Его обуяла смутная тревога: они больше не казались ему прямыми шедеврами.
Он закрыл глаза и вдруг увидел воочию Вечный Депозитарий. Светлые залы возносились до семисотого этажа; всюду серебристые полки, забранные ячеистыми сотами, в каждом гнезде сверкающий кристалл с записями шедевров. К некоторым полкам приникли считывающие устройства – где-то в иных галактиках читали мчащуюся по лучу запись. Мелькнула мысль: «Нет, не стать моим книгам ясным алмазом!» И противления почему-то не вызвала. Вчера, прощаясь с Теобором Тракеаном, он спросил, нельзя ли с ходу, не вникая, увидеть хоть один шедевр русского писателя, представленного в Депозитории? Тот поднял руку, взял из воздуха сканер и, поиграв кнопками, зажег на экране строки:
«Не может быть! – снова горько вскричал про себя Мещерзанцев. – Не может быть».

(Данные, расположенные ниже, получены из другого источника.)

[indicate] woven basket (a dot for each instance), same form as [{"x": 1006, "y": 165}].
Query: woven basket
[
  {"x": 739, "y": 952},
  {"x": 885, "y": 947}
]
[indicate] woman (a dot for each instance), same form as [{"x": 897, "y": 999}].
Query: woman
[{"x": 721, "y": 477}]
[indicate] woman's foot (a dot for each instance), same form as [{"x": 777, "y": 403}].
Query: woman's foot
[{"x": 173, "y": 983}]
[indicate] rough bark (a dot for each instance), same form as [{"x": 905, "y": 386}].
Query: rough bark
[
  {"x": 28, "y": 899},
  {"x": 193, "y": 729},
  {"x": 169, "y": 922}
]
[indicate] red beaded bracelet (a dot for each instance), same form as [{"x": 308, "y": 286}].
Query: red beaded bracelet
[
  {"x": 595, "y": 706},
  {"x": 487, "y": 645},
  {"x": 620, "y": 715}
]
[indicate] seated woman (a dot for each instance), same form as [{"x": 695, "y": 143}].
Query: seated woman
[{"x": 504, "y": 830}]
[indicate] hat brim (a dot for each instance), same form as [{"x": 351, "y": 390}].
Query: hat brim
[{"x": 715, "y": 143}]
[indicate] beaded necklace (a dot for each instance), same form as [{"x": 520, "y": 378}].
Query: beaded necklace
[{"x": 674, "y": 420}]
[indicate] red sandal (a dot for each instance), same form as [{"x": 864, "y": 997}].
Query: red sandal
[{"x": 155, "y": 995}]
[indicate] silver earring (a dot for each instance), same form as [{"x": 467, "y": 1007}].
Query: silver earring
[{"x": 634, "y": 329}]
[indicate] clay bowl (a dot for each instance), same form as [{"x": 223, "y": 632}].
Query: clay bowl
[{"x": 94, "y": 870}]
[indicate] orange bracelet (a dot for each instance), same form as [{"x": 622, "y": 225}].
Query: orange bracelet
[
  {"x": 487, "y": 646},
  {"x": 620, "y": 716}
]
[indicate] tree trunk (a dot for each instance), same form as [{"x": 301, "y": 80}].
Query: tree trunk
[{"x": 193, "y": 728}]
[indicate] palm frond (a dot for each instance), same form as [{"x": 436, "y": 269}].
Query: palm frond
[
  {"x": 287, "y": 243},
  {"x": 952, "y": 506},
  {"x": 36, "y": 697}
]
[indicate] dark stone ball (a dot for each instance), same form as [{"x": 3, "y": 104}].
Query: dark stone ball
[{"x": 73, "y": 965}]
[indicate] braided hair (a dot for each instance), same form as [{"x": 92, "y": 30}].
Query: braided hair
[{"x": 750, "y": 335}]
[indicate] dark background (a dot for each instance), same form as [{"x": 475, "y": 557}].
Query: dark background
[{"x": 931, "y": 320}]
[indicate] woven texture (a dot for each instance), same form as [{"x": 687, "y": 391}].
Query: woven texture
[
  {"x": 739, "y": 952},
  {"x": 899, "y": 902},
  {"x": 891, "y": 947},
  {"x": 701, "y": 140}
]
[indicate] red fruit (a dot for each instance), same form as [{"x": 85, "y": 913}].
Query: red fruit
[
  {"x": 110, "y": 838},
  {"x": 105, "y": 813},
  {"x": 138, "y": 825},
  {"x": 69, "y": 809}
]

Обновленная память мещерзанцевская тотчас услужливо назвала имя, отчество, фамилию – Гаврила Романович Державин, ни разу не востребованные у нее, у памяти, после школы: уж больно старомодными, скучными – до зевоты – казались его стихи. Вспомнилась зачем-то сама школа на берегу величавой сибирской реки, за которой по осени золотыми, багряными факелами полыхали березы с осинами в темной зелени пихт, сосен, елей не замученной еще людьми тайги. Потом – и висевшая в классе на стене у окна засиженная мухами репродукция знаменитой картины: перед Державиным читает свою оду тоненький как тростинка отрок с вознесенною ввысь рукою… Ох, как не любил кучерявого этого отрока (особенно в последующей взрослой его ипостаси) профессор Велемудрин! Каких только пакостей не привнес тот, по убеждению профессора, в российскую поэзию: и генетическую память – эфиопскую или того хуже; и пустые философствованья западного толка – с богохульствами, подрывом устоев; мерзопакостную эротику французскую; слог, чуждый исконному ладу великого языка россов.